Comprehensive Examination at CES on 25 July 2016 at 2:00 pm titled "Empirically motivated modelling of Fish school dynamics" by Jitesh Jhawar from CES, IISc
Collective behavior is a phenomena present ubiquitously in biological systems. Collectively moving animals show complex patterns and dynamics. The behavior leading to such patterns could confer evolutionary advantage to animals. Therefore, it is important to study how such patterns are formed and what function they provide to an animal. This has been a subject of many theoretical and empirical studies. Theoretical models have shown that a mobile group self-organizes by virtue of simple local interactions among near-neighbors. These models are constructed based on theoretical insights (sometimes intuitive) of mechanistic processes underlying these patterns. However, many of the model assumptions may not hold true in reality. Moreover, the nature of these findings has largely remained qualitative. Therefore, in our work, we wish to derive a mathematical model using empirical data that can provide a quantitative framework for understanding the scales of interaction in a mobile group.

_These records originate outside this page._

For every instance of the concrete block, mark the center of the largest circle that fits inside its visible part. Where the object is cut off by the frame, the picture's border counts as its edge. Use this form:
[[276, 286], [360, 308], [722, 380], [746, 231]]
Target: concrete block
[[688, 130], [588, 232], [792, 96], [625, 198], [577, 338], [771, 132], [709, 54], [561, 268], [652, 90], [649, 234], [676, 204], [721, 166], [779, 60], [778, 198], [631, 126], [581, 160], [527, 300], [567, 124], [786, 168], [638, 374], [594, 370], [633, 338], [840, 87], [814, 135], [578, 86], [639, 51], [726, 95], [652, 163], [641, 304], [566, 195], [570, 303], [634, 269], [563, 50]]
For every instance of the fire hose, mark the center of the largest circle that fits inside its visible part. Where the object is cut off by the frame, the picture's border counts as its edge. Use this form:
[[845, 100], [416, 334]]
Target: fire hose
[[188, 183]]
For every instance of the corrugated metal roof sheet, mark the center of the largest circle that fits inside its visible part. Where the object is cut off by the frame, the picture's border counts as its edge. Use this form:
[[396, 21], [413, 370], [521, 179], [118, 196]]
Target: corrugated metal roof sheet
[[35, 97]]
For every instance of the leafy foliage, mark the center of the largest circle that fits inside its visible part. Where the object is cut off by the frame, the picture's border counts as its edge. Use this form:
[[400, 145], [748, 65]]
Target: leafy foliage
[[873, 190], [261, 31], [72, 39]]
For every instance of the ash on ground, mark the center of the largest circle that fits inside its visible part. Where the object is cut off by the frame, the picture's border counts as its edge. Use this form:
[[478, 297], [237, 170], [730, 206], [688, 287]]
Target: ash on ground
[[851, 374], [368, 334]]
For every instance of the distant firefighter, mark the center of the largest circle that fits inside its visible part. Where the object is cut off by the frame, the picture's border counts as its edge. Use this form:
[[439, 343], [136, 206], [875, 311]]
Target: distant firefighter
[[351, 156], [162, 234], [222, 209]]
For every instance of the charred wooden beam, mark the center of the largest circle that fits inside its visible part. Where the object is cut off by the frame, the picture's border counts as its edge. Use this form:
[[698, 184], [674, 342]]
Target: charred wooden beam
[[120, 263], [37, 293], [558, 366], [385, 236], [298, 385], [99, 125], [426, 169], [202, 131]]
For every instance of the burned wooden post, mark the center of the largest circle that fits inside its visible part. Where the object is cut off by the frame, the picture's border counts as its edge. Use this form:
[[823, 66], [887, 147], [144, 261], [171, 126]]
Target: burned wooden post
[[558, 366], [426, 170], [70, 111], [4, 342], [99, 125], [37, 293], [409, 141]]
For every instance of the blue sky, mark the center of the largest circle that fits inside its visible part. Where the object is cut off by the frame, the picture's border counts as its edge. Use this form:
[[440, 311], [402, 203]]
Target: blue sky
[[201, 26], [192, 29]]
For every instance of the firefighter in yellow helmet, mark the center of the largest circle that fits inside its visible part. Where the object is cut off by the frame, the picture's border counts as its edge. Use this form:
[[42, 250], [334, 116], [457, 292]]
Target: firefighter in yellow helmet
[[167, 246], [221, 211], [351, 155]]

Broadly, this thesis aims to provide a quantitative framework of the mechanistic drivers of collective motion and ecological conditions under which such behavior evolves.
In the first objective, we model a group level property (average orientation) that describes the state of the system. We derive a stochastic ordinary differential equation model by applying a coarse grained approach to real data from fish schools. The model predicts a change in the group level property as a function of group size. Future work involves making a general model applicable over a range of group sizes.

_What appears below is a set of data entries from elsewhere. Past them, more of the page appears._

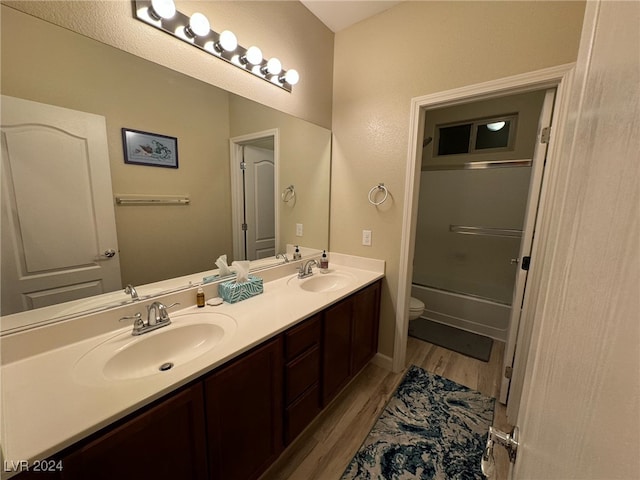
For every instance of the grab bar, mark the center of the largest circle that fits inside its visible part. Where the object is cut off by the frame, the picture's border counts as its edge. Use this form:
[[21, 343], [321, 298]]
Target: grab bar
[[486, 231], [480, 165], [152, 200]]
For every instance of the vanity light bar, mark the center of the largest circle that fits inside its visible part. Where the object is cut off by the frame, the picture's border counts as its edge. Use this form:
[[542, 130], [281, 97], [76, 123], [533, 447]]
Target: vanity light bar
[[224, 45]]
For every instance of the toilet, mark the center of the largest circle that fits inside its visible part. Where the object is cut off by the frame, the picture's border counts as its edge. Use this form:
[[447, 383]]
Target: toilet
[[416, 307]]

In the second objective, we aim to understand dynamics over smaller spatial scale within the group. Therefore, we will monitor a local level property of the group that varies both across space and time. Using this data we will derive a stochastic partial differential equation that can describe the spatio-temporal evolution of the locally varying property within the group.
In the third objective, we aim to decipher interaction rules between individuals using an evolutionary approach. Our premise is that those set of rules that result in the system showing an expected state, might also be the rules operational in real world systems. Therefore, we will explore different situations leading to the evolution of the system to an expected state. This thesis thus uses multiple approaches to investigate the mechanisms driving collective motion in animals.